Simple observation : plus on est vieux, plus on est persuadé d'avoir raison, puisqu'on a de l'expérience, blabla... Vous m'étonnez qu'on n'avance pas en politique, il y a presque que des vieux qui mènent la barque, chacun fixé sur ses positions définitives. -
J'ai peur pour ma vie, peur de la rater comme beaucoup avant moi ont si bien réussi dans ces échecs : sentimentaux, professionnels, familiaux... De mener une vie fade comme tant d'autres, mené par ce train-train quotidien, cette rangaine lassante qui nous rappelle vicieusement qu'on ne peut plus en sortir, qu'elle nous a bien eus et qu'elle aura nos enfants de la même manière.
Elle reprendra la bonne vieille méthode de la soumission par l'usure pour ne leur laisser aucune chance d'entrevoir une échappatoire. Enfin, l'issue est la même pour tous : une petite boîte rectangulaire quoi qu'on fasse, ou une fosse commune pour les moins chanceux.

Combien de vieux nous disent : "Rah, la technologie aujourd'hui, c'est trop compliqué pour moi" en parlant des ordinateurs.

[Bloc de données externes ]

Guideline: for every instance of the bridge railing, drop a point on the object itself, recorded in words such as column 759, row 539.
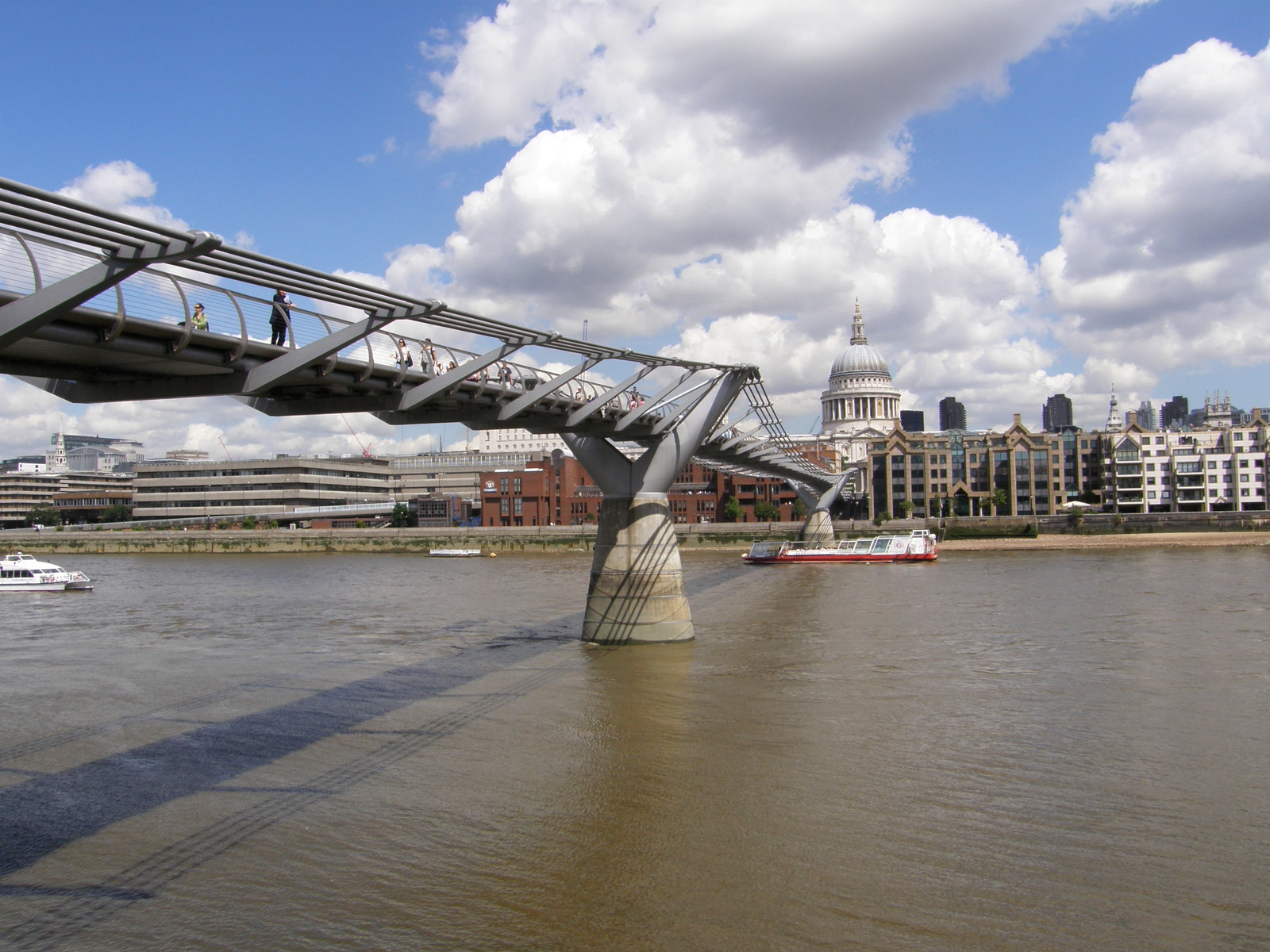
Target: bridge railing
column 46, row 238
column 163, row 295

Certains ont même la phobie d'internet sans jamais y avoir accédé. "Avec tous ces pirates qui traînent sur la toile, moi je vous dirai !". Bref, peur de ne pas suivre, d'être largué, complètement à l'ouest.
Pourquoi faut-il profiter de sa jeunesse ?
Pour toutes ces raisons, j'aimerais vous inviter à profiter de votre jeunesse sans pour autant faire de grosses conneries qui vous puniraient avant l'âge, et bien sûr tout en respectant les vieux (que je ne déteste pas au passage, rassurez-vous, et puis vieux c'est plus simple à écrire =)).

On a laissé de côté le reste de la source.